I mean I don’t blame him. 🤷🏼‍♀️ He probably sees you and/or your partner burning themselves out every work day, miserable. The work until you die lifestyle isn’t as great as everyone tries to make it out to be. I’ve only been working for 12 years and it feels like an eternity. You still haven’t told anyone his age from what I’ve seen…if he’s a teenager, anything he says about his career is pointless. Come at the discussion with empathy. Ask him questions instead of telling him what he needs to do. And explain how and why a career can give him a more fulfilling life, even if it’s hard. Help him branch out and find areas of interest that could encourage him towards a career in those areas in the future. Also don’t rule out mental health issues. A lot of issues - ADHD, autism, depression, anxiety, etc - can make life feel paralyzing and a career sound impossible. If he stays unmotivated as the years go on, make it clear that you can’t support him forever and that you have an expectation for him to get a job and pay his way at home, or move out and pay more to get by. Remind him that you love him, and one way that you show that is by pushing him in pursuit of things that will give him a better life.

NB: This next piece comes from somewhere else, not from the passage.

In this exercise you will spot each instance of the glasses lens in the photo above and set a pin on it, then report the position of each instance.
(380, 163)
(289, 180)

If this child is below 15 years old this is probably not a huge deal. If the kid is above 16 they really need to have expectations about the future. I feel for you but I suspect you haven't had a lot of conversations about this kind of stuff with your kid. I would start by having conversations about your job the good and the bad. Tell him about the jobs of the people he's close to like maybe his grandparents or his friend's parents. You can ask him what kind of things he thinks are interesting. Now here comes the hard part. Honesty. Without being mean you sometimes have to tell people that their career paths won't make enough money for them to get by. There are tons of people who only make like 30 to $50,000. If you're single that might be okay but that's probably not going to be enough money to pay the bills in most places. You have to say this in a nice way but a direct and bold way. We don't hate people that have jobs that don't pay a lot but you want the best out of life for your child. You can talk to your child about the difference between a career and a hobby and a side hustle. All three are valid in their place. Make sure your kid knows that the things that aren't going to make any money go in the hobby section. I taught for a brief time and I used to ask my students what they wanted to do when graduated. I would usually then ask them what their plan b was and what their plans c was. Sometimes kids just need a little push to get their minds to start working. Don't expect teachers to do it though. That's your job as a parent. Really you shouldn't be expecting teachers to do almost anything nowadays. Don't worry I respect teachers plenty I'm just saying we can't expect anything out of them. They're already overwhelmed with the garbage politics in the school systems and a lack of discipline that's allowed. With my own kids I found it easier if I have frequent conversations about things that are important. They don't have to make any decisions now

He doesn't have to make any decisions now but you should help him make plans now.